Раскачав тяжеленное сердце старшего колокола, Варфоломей Копыстка ударил, и набатный глас поплыл над Мирославом. Ему ответили такие же могучие голоса тревоги с других звонниц и колоколенок, словно забились, пробудившись, сердца мирного города.

Уже сойдя на несколько ступенек вниз – одна лишь его голова торчала из люка, – Саливон закричал старому нищему:

– Раз тридцать – сорок бейте сполох. Затем опять – пасхальный перезвон! – И гончар так быстро бросился вниз по скрипучим деревянным ступенькам, что Лукия едва поспевала за ним.

– Не люблю непорядка! – сердилась она, стараясь не отстать от проворного отца. – Не поснедав, не пообедав – на войну?

Лесенка была такой тесной, извилистой и крутой, что спускаться старому гончару было тяжелее, нежели идти наверх, и Саливон Глек думал лишь о том, чтоб не упасть, а воркотню сварливой дочки и вовсе пропускал мимо ушей.

Спустившись быстренько с колокольни, он увидел на майдане коня, привязанного к стволу березы, ни у кого не спрашивая, вскочил на него, хлестнул концом уздечки, что-то крикнул и пропал в туче пыли, а на Лукию сразу накинулись взбудораженные мирославцы.

– Зачем это бьют сполох, дивчино?

– Напал пернатый гетман.

– Праздник же!

– Римская собака, а не гетман!

Люди поспешали каждый к своему делу: кому надо – за работу, кому – к оружию.

Тревожный голос набата, как то велел Саливон Глек, снова перешел в праздничный перезвон, а веселый вызов цехмистра нищей братии подхватили и на прочих колокольнях Мирослава.

Весьма раздраженный сей волной неуместной веселости, пан Куча-Стародупский посылал своих приближенных чуть не на все колокольни города, но унять звонарского пыла не мог.

Хотя и понимал он все неразумие своих действий, пан Куча, задрав голову, все же грозил кулаком, снизу что-то кричал звонарям, да потом вдруг перепугался, даже лысое темя осторожненько погладил, ибо там еще синела преизрядная шишка: на золотом кресте соборной колокольни он увидел сокола, и пану обозному почудилось – не тот ли это самый, что так люто клюнул пана Кучу в голову несколько дней тому назад, и опять ему вспомнилось непонятное и недоброе пророчество шального Козака Мамая, что умереть ему, Пампушке, суждено от некоей птицы.

8

Покуда пан Стародупский, как положено обозному, наводил порядок в городе, на пороховой мельнице, в пекарнях, в салотопнях да кузнях, архиерей, как надлежит сие полковнику, мчался рысью к Коронному замку, где так нежданно подала опять свой голос война.

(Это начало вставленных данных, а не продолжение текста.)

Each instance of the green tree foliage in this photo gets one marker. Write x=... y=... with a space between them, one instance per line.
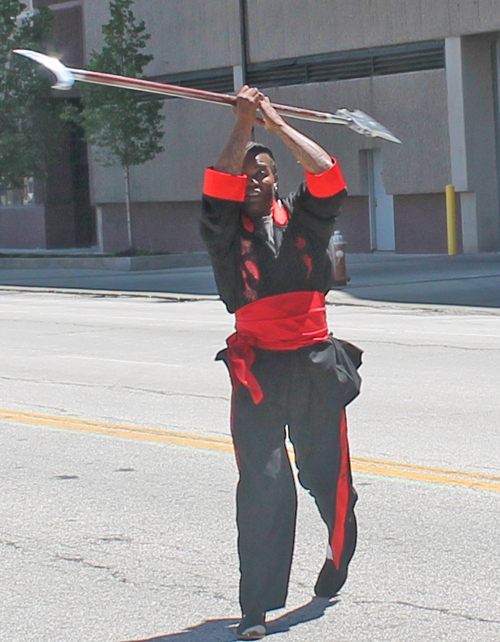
x=28 y=116
x=125 y=126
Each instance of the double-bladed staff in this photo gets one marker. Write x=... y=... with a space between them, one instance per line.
x=66 y=77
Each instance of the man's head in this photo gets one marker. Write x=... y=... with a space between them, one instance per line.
x=262 y=188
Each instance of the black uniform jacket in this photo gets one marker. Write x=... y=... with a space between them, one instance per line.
x=288 y=252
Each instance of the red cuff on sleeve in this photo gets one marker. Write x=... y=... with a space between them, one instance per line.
x=224 y=186
x=326 y=184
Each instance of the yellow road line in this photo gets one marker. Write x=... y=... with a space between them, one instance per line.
x=359 y=464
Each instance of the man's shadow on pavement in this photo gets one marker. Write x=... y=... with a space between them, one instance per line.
x=225 y=630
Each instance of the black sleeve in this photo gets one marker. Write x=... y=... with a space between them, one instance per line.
x=219 y=225
x=316 y=215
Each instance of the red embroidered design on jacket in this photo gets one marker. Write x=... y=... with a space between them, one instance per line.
x=308 y=261
x=250 y=273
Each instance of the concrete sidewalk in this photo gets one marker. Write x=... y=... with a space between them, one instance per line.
x=463 y=280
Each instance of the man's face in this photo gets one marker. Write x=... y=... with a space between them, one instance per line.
x=261 y=186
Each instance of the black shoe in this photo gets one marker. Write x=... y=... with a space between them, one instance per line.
x=252 y=627
x=330 y=580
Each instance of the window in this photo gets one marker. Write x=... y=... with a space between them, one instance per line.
x=18 y=197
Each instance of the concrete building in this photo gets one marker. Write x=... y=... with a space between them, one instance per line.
x=427 y=70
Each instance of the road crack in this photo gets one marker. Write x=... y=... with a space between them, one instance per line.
x=436 y=609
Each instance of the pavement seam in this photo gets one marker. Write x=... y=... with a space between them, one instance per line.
x=333 y=298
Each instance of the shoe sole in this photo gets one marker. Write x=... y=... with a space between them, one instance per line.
x=253 y=633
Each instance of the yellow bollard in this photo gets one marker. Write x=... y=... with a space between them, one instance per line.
x=451 y=219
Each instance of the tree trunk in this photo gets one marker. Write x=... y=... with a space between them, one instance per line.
x=127 y=206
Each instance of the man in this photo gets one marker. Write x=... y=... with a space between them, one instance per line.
x=272 y=267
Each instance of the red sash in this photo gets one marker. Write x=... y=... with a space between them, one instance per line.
x=281 y=322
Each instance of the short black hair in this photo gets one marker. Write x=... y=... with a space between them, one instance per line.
x=254 y=149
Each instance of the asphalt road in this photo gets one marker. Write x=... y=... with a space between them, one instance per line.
x=117 y=511
x=465 y=280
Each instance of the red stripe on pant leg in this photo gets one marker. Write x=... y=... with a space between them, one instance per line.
x=342 y=499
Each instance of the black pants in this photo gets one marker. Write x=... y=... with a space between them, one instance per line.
x=306 y=390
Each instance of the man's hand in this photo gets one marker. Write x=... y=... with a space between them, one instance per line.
x=271 y=120
x=247 y=103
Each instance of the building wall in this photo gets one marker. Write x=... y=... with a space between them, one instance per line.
x=196 y=35
x=22 y=228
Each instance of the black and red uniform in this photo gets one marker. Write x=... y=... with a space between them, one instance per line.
x=287 y=371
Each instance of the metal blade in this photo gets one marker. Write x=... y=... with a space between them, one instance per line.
x=366 y=125
x=65 y=79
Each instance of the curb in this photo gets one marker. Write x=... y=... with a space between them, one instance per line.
x=111 y=263
x=333 y=298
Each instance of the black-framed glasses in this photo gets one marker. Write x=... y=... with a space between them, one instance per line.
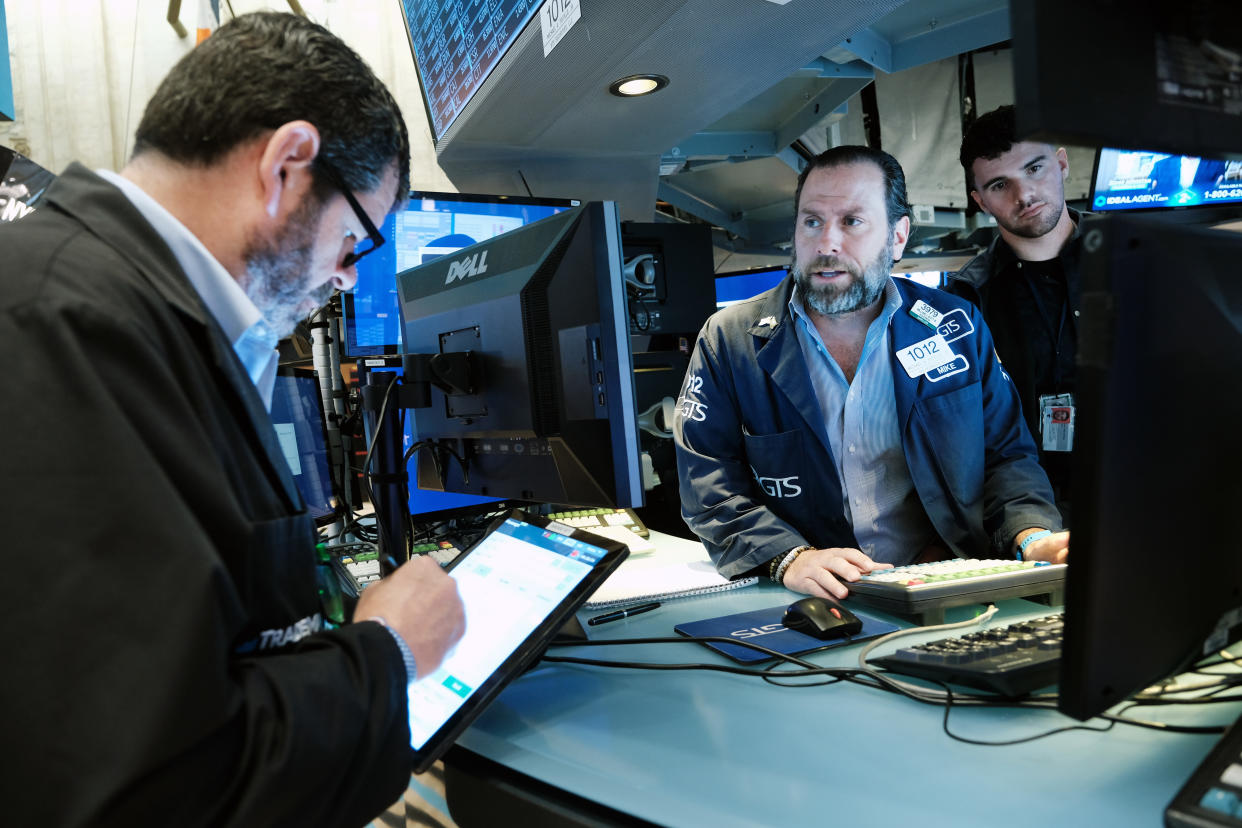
x=373 y=235
x=332 y=598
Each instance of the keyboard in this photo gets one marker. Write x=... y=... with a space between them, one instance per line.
x=928 y=589
x=1009 y=661
x=590 y=519
x=442 y=551
x=1212 y=795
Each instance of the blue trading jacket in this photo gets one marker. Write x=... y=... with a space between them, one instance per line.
x=758 y=477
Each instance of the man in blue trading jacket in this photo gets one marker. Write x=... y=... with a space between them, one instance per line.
x=169 y=661
x=846 y=421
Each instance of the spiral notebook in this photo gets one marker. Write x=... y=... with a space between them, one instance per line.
x=661 y=577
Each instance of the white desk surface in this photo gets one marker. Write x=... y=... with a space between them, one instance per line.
x=713 y=749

Козак Мамай меж тем, вскочив на своего коника-разбойника, прихватил за повод еще двух гнедашей, неосмотрительно привязанных чьей-то рукой под тем же Мамаевым дубом, да и помчался в гору, где стояла кузня москаля Иванища, затем что имел к нему неотложное дело.

Остановив коней, Мамай крикнул:

– Эй, коваль!

– Нету дома, – отвечали, высыпав на дорогу, ковалевы ребятишки, душ двенадцать иль сколько их там у Анны было.

– А мама?

– С батей, – отвечали ковалята.

– Навьючили на коней все, что наковали в эти дни… – пояснил старшенький.

– …Копья, сабли, – добавил подстарший.

– …Да и поскакали на войну! – закончил средний.

– Кто ж там грюкает в кузне? – спросил Козак Мамай.

– Наш Михайлик, – в один голос ответили малыши.

И выкрикнули они это так звонко, что туча голубей, ютившихся у кузни, поднялась в небо, и Мамай подумал о том, что одна из этих птиц прилетела сегодня от посланца мирославского, от Омелька Глека, прилетела без письма, без весточки от него, и говорило это о некоей страшной беде, постигшей хлопца в первый день пути.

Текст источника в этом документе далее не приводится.